Note that Ship Rock is on the Navajo Nation and is considered sacred to the Navajos. Viewing is allowed; but it is off limits to hikers and climbers.
 


The Beast, an isolated intrusion, is typical of the scattered smaller volcanic intrusions throughout the Navajo Volcanic Field.

Photo, L. Crumpler


 

Diatremes

Another type of volcanic feature within the Navajo field are diatremes. A diatreme is the eroded root (subsurface features) of a very explosive steam-blast volcanism that erupted rocks from great depths. The diatremes named the Green Knobs in this photo are visible to the left of the curve in the road. They are green in color, due to mostly serpentinized olivine and pyroxene minerals within the rocks, and they stand out markedly from the surrounding sedimentary rocks as seen from the air. Photo, L. Crumpler

Outcrops on the Green Knobs are typical ultramafic granular materials that erode in pinnacles and towers. Photo L. Crumpler


Narbona Pass Volcano

The Narbona Pass (also “Washington Pass”) volcano, in the Chuska Mountains, is a little known example of the explosive vent structures that may have been common to many of the Navajo Volcanic Field volcanoes before they were eroded to their current deeper levels of exposure. The crater shape of Narbona is located on the upper surface of the broad mesa-like Chuska Mountains. This surface is some 300 to 400 m above the surface surrounding Ship Rock and similar intrusive structures of the Navajo field. Therefore, it is possible that Narbona is a preserved surface expression of the type of volcanism responsible for Ship Rock, and that Ship Rock is a deeper exposure of the conduit for a Narbona-type volcano. Narbona volcano itself must be considerably eroded given that it would be a surface remnant of early Neogene age. The crater shape could be a function of the erosion of a relatively easily removed former volcanic cone. More information is needed to understand this volcano.

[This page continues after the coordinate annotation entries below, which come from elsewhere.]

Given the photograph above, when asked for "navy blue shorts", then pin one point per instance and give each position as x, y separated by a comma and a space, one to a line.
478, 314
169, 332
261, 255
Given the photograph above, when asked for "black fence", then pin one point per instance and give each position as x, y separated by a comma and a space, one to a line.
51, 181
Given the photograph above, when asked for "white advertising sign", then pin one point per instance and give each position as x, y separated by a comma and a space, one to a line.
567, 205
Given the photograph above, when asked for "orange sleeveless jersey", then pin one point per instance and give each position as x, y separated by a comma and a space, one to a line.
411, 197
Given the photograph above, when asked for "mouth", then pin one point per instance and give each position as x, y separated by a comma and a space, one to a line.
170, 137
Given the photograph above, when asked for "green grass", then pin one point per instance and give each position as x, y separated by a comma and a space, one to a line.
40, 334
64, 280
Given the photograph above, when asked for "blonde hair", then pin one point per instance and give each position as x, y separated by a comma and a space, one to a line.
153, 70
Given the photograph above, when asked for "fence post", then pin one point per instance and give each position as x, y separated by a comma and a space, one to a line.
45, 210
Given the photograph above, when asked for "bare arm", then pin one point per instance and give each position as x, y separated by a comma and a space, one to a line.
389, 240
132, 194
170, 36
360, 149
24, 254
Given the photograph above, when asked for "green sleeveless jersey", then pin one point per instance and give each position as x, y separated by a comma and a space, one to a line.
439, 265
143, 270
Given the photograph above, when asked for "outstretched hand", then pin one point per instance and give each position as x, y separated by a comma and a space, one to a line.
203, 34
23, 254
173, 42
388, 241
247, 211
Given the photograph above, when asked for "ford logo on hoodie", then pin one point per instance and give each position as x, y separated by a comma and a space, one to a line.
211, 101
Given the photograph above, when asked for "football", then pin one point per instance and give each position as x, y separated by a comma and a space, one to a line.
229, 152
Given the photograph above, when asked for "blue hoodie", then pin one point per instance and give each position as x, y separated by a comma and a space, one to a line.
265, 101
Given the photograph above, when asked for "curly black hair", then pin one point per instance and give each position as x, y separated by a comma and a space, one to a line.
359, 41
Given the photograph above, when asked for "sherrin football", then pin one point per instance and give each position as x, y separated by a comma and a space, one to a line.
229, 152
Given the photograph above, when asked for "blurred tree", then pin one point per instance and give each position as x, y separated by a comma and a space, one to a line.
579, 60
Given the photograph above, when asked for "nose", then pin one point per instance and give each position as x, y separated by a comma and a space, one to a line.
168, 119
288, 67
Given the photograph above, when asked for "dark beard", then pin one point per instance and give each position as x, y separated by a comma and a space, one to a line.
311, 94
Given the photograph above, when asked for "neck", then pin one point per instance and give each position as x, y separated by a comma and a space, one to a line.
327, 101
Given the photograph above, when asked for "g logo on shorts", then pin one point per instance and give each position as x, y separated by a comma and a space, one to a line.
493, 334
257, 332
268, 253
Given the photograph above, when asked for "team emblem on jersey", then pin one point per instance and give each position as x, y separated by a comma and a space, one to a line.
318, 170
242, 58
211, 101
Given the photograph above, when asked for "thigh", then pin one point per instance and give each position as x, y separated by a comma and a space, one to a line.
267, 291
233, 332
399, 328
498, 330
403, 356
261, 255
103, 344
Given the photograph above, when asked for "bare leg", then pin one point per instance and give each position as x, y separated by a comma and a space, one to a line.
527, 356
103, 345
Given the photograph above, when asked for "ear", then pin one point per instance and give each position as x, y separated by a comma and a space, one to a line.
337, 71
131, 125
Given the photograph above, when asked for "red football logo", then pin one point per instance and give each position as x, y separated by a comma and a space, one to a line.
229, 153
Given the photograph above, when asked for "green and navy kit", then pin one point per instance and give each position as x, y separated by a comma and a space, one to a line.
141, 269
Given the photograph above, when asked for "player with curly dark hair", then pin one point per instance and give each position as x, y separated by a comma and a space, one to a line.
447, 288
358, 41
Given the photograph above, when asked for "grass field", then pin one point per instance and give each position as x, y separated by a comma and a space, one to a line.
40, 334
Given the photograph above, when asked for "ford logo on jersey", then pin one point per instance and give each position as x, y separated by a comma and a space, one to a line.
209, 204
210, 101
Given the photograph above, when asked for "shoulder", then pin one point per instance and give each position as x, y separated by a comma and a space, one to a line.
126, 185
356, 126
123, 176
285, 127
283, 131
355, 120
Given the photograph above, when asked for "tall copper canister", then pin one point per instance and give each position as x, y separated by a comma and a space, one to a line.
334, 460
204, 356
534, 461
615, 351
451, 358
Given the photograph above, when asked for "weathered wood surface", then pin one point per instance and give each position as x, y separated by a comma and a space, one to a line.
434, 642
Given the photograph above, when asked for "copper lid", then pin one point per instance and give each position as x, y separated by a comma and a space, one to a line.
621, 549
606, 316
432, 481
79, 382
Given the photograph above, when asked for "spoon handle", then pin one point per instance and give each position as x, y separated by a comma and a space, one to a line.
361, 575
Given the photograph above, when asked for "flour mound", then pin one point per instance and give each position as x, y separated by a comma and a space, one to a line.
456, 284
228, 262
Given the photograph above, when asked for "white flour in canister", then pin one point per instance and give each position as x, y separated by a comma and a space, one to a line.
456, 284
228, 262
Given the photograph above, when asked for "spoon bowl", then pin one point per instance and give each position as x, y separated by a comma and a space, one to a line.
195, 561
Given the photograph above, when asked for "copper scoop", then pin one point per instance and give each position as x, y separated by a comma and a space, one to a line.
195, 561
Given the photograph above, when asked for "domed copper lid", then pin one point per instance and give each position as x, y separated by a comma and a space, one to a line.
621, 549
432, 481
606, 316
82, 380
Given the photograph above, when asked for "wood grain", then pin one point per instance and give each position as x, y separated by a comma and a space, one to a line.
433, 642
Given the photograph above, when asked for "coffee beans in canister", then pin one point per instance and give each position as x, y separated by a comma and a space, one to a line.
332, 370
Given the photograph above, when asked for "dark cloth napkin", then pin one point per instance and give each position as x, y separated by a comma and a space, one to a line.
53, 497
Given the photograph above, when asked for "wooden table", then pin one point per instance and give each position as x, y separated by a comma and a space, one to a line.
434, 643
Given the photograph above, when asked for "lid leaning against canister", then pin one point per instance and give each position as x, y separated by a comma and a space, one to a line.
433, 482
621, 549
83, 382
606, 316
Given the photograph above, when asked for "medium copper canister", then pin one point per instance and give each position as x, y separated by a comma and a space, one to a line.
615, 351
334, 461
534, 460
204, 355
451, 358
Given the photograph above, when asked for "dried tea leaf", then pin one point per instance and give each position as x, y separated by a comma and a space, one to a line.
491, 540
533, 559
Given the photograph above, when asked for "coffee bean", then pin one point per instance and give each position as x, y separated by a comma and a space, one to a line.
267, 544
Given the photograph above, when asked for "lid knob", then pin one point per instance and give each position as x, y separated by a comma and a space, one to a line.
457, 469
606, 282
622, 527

Narbona volcano as seen from the air. The view is to the east. Photo by L. Crumpler

DEM and geologic map (re-drafted after Ehrenberg, 1978) of Narbona Pass crater. On the lower right is an interpretation (by L.Crumpler) of the possible relationship between the intrusive structure of  Ship Rock and the surface volcano morphology before erosion using Narbona Pass volcano as a model.